Mouse RetinaA research conducted at the Friedrich Miescher Institute for Biomedical Research has recognized a new neural circuit in the retina which may be in charge for the finding of approaching objects. Astonishingly, though, this may not be the only purpose the circuit carries out. The same nerve cells are also apparently accountable for night-time vision. It is claimed that it is the first time such a dual function has been established, thereby throwing new light on the nervous system’s information-processing capacity.

In animals and humans, an alarming danger may activate similar type of behavior. The consistent nature of this response may propose that the insight and processing of approaching motion may be clearly defined and entrenched in the brain.

Scientists working with group leader Botond Roska at the FMI in Basel and at the École Normale Supérieurein Paris have now apparently managed to recognize a neural circuit in the retina that could react exclusively to approaching objects and could deliver this information instantly to the brain.

Apparently several kinds of retinal cells are believed to be caught up in this perceptual procedure. A significant function is supposedly played by the bipolar cells which are positioned just underneath the photoreceptors. Two kinds of bipolar cells are distinguished. One are those that may turn active in brighter light which is known as ON cells and the 2nd kind are those that could react to dimmer light, called as OFF cells.

For the eye, the image of an approaching object may consist of a continually increasing region of darkness. So, as an object approaches, increasing numbers of OFF bipolar cells may react to this stimulus and convey this signal to the next layer of retinal cells i.e. the ganglion cells.

These may incorporate the signal and transfer it to the brain. The similar system is apparently closed when faced with laterally shifting objects.

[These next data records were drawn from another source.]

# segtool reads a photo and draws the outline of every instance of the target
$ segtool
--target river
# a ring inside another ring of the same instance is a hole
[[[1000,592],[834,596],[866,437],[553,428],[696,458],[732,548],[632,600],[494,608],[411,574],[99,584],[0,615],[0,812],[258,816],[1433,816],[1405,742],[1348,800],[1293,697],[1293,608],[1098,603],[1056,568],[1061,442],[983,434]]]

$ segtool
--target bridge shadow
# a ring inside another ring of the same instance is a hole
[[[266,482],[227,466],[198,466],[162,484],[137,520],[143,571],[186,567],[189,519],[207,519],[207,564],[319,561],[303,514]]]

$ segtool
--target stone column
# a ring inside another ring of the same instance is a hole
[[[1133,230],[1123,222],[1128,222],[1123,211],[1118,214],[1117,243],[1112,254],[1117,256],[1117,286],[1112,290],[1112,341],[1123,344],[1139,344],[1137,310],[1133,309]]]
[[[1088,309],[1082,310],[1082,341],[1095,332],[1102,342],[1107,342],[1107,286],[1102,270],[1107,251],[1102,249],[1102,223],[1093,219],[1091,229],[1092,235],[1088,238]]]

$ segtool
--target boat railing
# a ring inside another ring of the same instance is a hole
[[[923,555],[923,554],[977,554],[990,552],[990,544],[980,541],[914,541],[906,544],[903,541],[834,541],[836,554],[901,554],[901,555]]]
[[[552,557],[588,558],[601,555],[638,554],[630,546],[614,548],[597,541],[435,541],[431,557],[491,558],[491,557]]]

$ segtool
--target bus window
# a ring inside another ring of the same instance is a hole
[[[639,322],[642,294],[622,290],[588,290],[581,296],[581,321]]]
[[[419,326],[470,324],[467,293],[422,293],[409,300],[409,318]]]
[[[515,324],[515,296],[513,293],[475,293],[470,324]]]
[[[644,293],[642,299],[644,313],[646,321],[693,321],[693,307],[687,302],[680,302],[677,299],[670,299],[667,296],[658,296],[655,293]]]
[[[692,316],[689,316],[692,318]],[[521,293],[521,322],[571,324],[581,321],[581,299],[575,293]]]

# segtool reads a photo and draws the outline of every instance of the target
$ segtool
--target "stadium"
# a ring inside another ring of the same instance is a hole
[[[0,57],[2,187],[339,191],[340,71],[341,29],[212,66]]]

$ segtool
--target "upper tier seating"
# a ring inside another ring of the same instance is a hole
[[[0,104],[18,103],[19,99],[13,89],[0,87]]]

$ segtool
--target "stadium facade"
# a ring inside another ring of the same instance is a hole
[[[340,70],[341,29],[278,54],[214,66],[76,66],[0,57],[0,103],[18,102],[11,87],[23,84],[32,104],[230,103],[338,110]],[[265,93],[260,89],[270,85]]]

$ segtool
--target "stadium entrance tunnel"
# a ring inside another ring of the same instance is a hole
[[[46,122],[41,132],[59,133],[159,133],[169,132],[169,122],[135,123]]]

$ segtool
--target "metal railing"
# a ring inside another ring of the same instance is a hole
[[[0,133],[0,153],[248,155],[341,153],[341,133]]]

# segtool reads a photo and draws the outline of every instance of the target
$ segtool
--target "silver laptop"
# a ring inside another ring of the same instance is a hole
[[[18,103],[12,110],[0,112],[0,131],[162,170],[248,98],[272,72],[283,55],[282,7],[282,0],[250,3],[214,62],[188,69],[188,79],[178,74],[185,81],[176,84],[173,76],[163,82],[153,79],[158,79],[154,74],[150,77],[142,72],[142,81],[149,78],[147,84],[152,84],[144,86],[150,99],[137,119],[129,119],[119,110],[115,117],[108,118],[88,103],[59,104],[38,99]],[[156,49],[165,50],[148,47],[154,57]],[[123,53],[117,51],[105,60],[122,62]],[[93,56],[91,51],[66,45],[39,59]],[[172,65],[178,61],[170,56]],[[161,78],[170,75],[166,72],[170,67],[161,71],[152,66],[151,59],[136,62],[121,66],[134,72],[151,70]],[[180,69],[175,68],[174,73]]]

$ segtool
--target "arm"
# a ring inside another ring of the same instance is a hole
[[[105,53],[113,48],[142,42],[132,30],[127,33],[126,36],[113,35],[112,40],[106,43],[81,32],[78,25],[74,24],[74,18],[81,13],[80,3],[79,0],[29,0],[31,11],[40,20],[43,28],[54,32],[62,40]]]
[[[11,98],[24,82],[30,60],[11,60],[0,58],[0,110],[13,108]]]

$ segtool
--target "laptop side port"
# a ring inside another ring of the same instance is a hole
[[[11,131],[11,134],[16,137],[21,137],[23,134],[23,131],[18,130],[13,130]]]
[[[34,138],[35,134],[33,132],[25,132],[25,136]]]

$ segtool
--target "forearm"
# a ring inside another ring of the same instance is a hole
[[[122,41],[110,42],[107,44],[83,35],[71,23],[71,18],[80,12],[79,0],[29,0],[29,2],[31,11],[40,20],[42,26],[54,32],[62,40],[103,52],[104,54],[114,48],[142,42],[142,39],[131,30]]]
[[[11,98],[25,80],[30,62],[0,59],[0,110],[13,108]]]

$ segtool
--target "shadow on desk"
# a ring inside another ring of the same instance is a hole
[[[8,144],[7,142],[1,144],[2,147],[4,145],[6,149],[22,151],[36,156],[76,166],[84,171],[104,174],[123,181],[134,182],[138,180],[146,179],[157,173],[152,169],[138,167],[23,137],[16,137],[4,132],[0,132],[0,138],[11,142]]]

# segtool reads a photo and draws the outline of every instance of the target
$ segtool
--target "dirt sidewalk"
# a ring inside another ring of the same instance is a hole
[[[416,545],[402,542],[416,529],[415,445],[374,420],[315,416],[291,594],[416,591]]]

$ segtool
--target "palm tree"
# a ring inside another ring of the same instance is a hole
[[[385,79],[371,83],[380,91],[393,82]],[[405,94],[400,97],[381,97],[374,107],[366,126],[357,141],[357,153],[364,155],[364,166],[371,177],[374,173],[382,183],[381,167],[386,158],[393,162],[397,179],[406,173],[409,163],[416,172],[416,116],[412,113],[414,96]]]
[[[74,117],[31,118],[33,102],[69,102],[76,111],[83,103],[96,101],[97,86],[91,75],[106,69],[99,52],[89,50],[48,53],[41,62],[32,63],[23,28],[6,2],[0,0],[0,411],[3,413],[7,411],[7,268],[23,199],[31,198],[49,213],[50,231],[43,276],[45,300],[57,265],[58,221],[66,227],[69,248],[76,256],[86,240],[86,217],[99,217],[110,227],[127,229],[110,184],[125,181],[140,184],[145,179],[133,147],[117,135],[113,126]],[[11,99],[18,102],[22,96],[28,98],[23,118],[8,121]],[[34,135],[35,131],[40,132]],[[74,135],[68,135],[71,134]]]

The lateral motion may set off amacrine cells, another cell type in the retina, which may close down the information flow. Speedy processing of this information is said to be frequently an issue of life or death, particularly in the natural world, when an animal is unexpectedly challenged by a predator.

Roska’s experiments demonstrated that the nerve cells that identify impending objects during the day provide a different function during the night. They are then in charge, using other photoreceptors, for night-time vision. Exactly, how amacrine cells process these two dissimilar types of stimuli is not completely understood. Also unresolved is the query of what occurs in the retina when the two different kinds of perception correspond.

The outcomes, nevertheless, exhibit that the capability of the nervous system to process information may be boosted several times over, when different kinds of nerve cells are caught up in various perceptions.

This research is published in the latest issue of Nature Neuroscience.